Mlady Maso at the Golden Ring House in the Ungelt, Prague 3.7 – 22.9. 2002

Over the last decade Czech art institutions seem to have developed a pre-occupation with discovering emerging Czech artists’ work. In an attempt to both escape the past and catch up with the rest of the Western art world, curators desperately seek out the latest of what the very youngest generation has to offer.

This consistent curatorial tactic apparently tries to convey that these mobile phone wielding, new-world-order, frustrated youths are somehow miraculously untouched by the former political system, and are in fact representatives of what now is “real” Czech art. Immediately after the recent Biennale of Young Czech Art, comes a summer exhibition of student work appropriately titled Young Flesh. A selection of twenty-four soon to be artists from five different art schools around the Czech Republic authoritatively exhibited in one of the most respected institutions in Prague (The City Gallery) ostensibly encompasses the budding future of the local art scene.

The Golden Ring House (one of five of the City Gallery Prague spaces) is the ironic location for Young Flesh. This specific space has set new standards in the city by holding exhibitions by international artists such as Andres Serrano, and used to contain one of the best collections of Czech art of the Nineties. Therefore viewers have come to expect a certain standard of work exhibited here.

It is also located just off the Old Town Square, one of the most frequented tourist spots in the city. The idea then follows that this “fresh” new work from a group of students must be so innovative that it demands to be plucked out of the studios and placed into such an exhibition hall.

The accompanying banners and posters surrounding the entire area also imply it is something that cannot simply be passed by. This kind of opportunity for students is rare in the art world, supporting the hype to an even greater extent. Yet, as generally holds true with spectacle, the reality rarely lives up to the expectation.

Wandering along the Golden Ring House corridors begins to feel no different than wandering around any art school studios. With unnecessarily messy installation work, technical insufficiency, naive idealism, and gratuitous bloated egotism, viewers find themselves falling into disappointment.

As with most art school exhibitions, some work does find its way out of the confusion and uncertainty. New Media Artist (as she refers to herself) Petra Vargova’s video titled Dead or Alive 2, 2001, deals with ideas of identity, power, fantasy, and Feminism-a term that is just becoming fully understood in the Czech Republic.

Vargova montaged herself into one of the fighting characters one can choose to identify with in the Sony (PS2) video game.
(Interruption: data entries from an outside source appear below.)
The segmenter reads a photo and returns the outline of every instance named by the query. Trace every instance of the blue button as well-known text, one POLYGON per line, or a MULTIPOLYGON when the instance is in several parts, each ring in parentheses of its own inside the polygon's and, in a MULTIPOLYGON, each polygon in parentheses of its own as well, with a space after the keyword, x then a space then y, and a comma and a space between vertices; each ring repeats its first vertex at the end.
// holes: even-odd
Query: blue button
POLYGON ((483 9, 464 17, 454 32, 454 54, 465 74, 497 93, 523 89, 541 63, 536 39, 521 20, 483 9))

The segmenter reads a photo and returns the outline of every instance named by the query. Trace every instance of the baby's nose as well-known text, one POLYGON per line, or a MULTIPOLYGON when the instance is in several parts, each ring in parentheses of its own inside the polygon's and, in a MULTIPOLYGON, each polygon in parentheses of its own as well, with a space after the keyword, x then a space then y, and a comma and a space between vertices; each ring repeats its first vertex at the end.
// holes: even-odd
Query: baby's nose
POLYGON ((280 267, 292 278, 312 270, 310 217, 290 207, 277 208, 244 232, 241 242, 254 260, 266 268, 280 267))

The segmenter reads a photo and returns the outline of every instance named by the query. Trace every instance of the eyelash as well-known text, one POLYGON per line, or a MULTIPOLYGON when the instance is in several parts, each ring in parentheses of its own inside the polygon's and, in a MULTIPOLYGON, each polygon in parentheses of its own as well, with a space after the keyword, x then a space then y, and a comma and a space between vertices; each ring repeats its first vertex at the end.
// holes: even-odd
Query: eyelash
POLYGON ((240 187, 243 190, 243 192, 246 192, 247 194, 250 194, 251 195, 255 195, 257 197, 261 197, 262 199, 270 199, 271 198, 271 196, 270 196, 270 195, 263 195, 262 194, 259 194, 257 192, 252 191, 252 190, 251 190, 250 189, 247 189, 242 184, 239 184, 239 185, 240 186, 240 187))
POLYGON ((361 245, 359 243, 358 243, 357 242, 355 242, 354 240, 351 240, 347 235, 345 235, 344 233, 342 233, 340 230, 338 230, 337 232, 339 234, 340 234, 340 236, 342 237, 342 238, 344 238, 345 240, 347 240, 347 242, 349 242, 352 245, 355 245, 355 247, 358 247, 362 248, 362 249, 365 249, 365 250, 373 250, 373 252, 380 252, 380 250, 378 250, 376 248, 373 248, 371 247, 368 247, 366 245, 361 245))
Vargova rejects the made-over, bug-eyed, mutant-Asian, scantily-clad, fantasy persona appeal, and can kick-ass just as well as the rest of them.
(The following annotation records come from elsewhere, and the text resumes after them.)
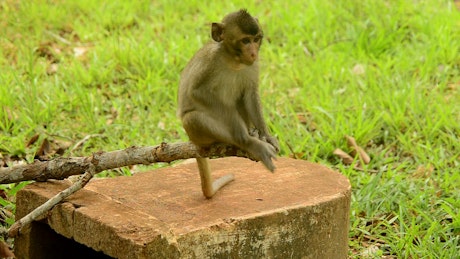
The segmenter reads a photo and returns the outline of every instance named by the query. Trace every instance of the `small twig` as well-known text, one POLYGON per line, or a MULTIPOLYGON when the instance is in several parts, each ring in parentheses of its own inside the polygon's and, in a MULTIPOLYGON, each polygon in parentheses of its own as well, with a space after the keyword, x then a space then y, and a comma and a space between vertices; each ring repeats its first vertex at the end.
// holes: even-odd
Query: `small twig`
POLYGON ((288 146, 289 150, 291 151, 291 154, 293 156, 294 159, 298 159, 297 158, 297 155, 295 154, 294 152, 294 149, 292 148, 291 144, 289 144, 289 142, 286 141, 286 145, 288 146))
MULTIPOLYGON (((90 157, 55 158, 50 161, 37 161, 29 165, 12 168, 0 168, 0 183, 21 182, 26 180, 64 179, 71 175, 85 172, 78 181, 69 188, 58 193, 43 205, 25 217, 16 221, 8 230, 10 237, 17 236, 24 226, 29 225, 56 204, 83 188, 97 173, 135 164, 151 164, 156 162, 172 162, 178 159, 196 157, 239 156, 253 159, 248 153, 230 145, 215 144, 209 148, 198 148, 194 144, 175 143, 154 147, 130 147, 112 152, 98 152, 90 157)), ((5 234, 0 230, 0 234, 5 234)))
POLYGON ((53 208, 56 204, 64 200, 65 198, 69 197, 71 194, 75 193, 76 191, 82 189, 88 182, 93 178, 96 174, 96 166, 92 163, 88 171, 86 171, 78 181, 76 181, 73 185, 69 188, 63 190, 62 192, 56 194, 54 197, 46 201, 44 204, 40 205, 29 214, 21 218, 20 220, 16 221, 8 230, 9 237, 16 237, 23 226, 29 225, 32 221, 37 219, 40 215, 43 215, 51 208, 53 208))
The six other works by women artists in the exhibition also touch upon some of the same ideas as in Vargova’s work. For example, Alena Kupcikova’s Chlupatice (or Hairy Thing) are a series of delicate erotic drawings made out of her friend’s, shaved-off, pubic hairs that are an eloquently aggressive, although innocent statement on female image representation and sexuality.
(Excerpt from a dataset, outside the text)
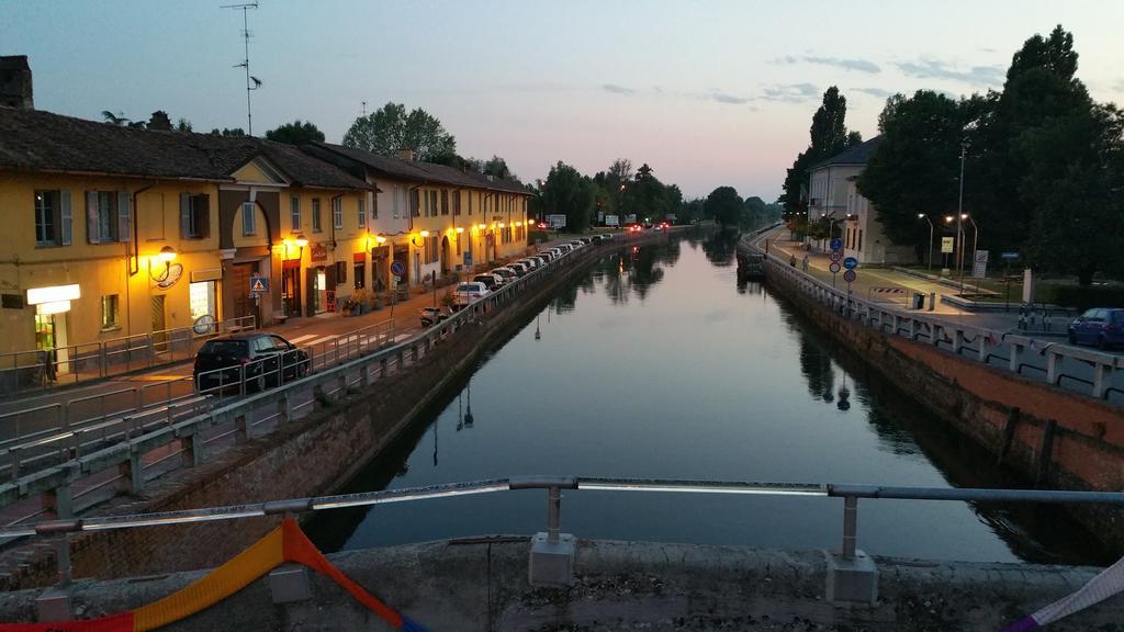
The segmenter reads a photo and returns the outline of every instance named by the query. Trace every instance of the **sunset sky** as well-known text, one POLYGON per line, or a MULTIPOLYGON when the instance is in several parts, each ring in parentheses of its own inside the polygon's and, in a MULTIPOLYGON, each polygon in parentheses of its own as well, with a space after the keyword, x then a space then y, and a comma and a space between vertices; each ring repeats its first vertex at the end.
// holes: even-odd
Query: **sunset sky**
MULTIPOLYGON (((229 2, 0 0, 0 55, 29 56, 38 109, 245 127, 229 2)), ((363 101, 392 100, 527 181, 623 156, 688 197, 729 184, 771 201, 827 87, 869 138, 890 93, 999 89, 1012 54, 1058 24, 1094 98, 1124 101, 1120 1, 261 0, 254 132, 301 118, 339 142, 363 101)))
After only a decade of new technology and media flooding in from the West, it seems only evident that artists would find inspiration in it. Unfortunately most of them are more engrossed with the actual technical aspects, rather than on the wider individual and societal impact this tidal wave has.

Another theme pervading the majority of works in the exhibition is a questioning of violence and what it means to “have it all”. During the last 50 years, public violence was basically unheard of and unseen in former Czechoslovakia. In other words, it was purely a Western dilemma.

Quite possibly, economic injustice, corruption, xenophobia, and mass media have all led to the vehement images that reflect the current state; all of which also flows through the works of these young artists. Yet these concerns and frustrations are also apparent in other Czech artists’ works-artists who just no longer happen to be twenty-one.

Moreover, the naive and ill-performed majority of works presented in the exhibition further echo the problems and catastrophes of the local art situation as a whole. The title sadly becomes the most interesting notion from the exhibition. It not only relates to the current child pornography scandals all over Europe, but also to that movement to seek out the youngest and sexiest, the wildest and the latest. One particular movement that is dying to be flushed- not fleshed out.